Três Contos de Cortázar (“Three Tales by Cortázar”) is a piano cycle composed in 1992, directly inspired by the literature of Argentine writer Julio Cortázar. Gilberto Mendes selected three of Cortázar’s short stories — Diálogo de ruptura, Ventos alisios, and Apocalipse de Solentiname — and sought to musically evoke their atmosphere or narrative structure. Each title corresponds to one of the movements, forming a kind of narrative suite for solo piano. This work reflects Mendes’s ongoing interest in the relationship between text and music, as well as his affinity for Latin American cultural currents. Cortázar, with his blend of magical realism and experimental narrative techniques, had become an emblem of literary modernity across the continent. With Três Contos de Cortázar, Mendes pays homage to a fellow artist from a neighbouring country, forging a link between musical composition and literary imagination.
Each movement corresponds to one of the three stories and may be approached independently:
The first, Diálogo de ruptura (“Breakup Dialogue”), likely captures the dramatic tension of a conversation leading to emotional or relational separation. Pianistically, Mendes may employ alternating motifs as musical “lines” of dialogue, with rhetorical silences, sharp dynamic contrasts, and shifting registers — the bass perhaps responding to the treble — to evoke clashing voices and moments of emotional rupture.
The second movement, Ventos alisios (“Trade Winds”), suggests a more contemplative atmosphere. The title evokes steady maritime breezes, implying a sense of travel or endless motion. Musically, Mendes may construct this section with gently flowing arpeggios or oscillating textures, layered with subtle melodic fragments. The result is a kind of perpetual-motion fabric with slight, evolving variations — an aesthetic not far from postminimalism, inviting immersive listening.

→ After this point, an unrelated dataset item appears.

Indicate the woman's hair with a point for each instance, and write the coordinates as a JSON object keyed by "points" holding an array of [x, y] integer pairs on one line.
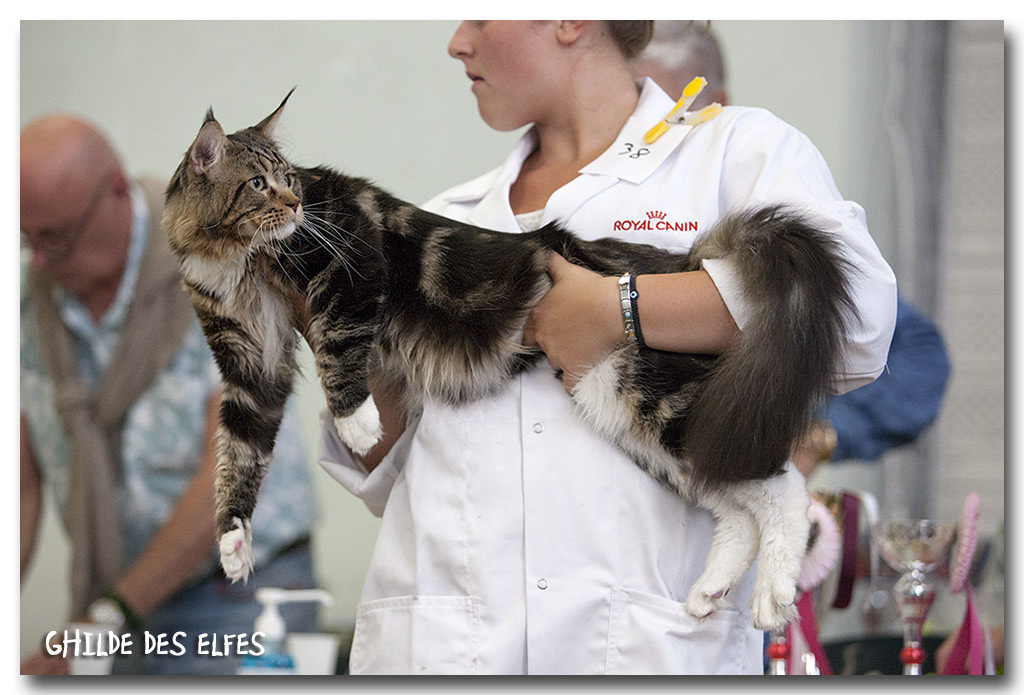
{"points": [[631, 36]]}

The final movement, Apocalipse de Solentiname, refers to one of Cortázar’s most celebrated short stories, in which an apocalyptic vision emerges while viewing photographs of a peasant commune — a powerful allegory of political violence in Latin America. This closing movement is likely the most dramatic. Mendes may deploy percussive sonorities, hammering chords, and extreme contrasts of tempo and register to represent musical “shocks” akin to the story’s visual violence. Clusters, sudden ruptures, and abrupt intensifications could mirror Cortázar’s jarring narrative turns.
Although the three movements are independent in character, the work as a whole maintains coherence through subtle motivic recurrences and a shared harmonic language. Analysts have noted, for instance, Mendes’s frequent use of specific intervals (such as the minor second) across all three pieces — a quiet thread that binds the suite. The total duration is approximately 14 minutes, making this one of Mendes’s most ambitious solo piano works in terms of expressive scope.
Três Contos de Cortázar was premiered in Brazil in 1992, most likely by pianist Antônio Eduardo Santos, a long-time interpreter of Mendes’s piano music. In 1993, it was programmed at New York’s Museum of Modern Art as part of the Summergarden series, with pianist Stephen Gosling delivering a much-praised performance. American critics lauded the work’s evocative power, calling it “a striking musical reading of Cortázar’s literary universe.”
In Brazil, the piece earned Mendes the prestigious APCA Award (Associação Paulista de Críticos de Arte) in 1994, in recognition of his bold synthesis of literature and musical expression. Though the work demands a high-level performer — both technically and interpretively — it has since been performed across numerous Latin American contemporary music festivals.
Partial recordings appear in Beatriz Balzi’s Compositores Latino-Americanos collection, which includes Diálogo de ruptura and Apocalipse de Solentiname as stand-alone works. Today, the cycle is frequently studied in Brazilian conservatoires as a model of intertextual composition — a work that transposes Cortázar’s narrative imagination into musical form, and a key contribution to Mendes’s literary-influenced output.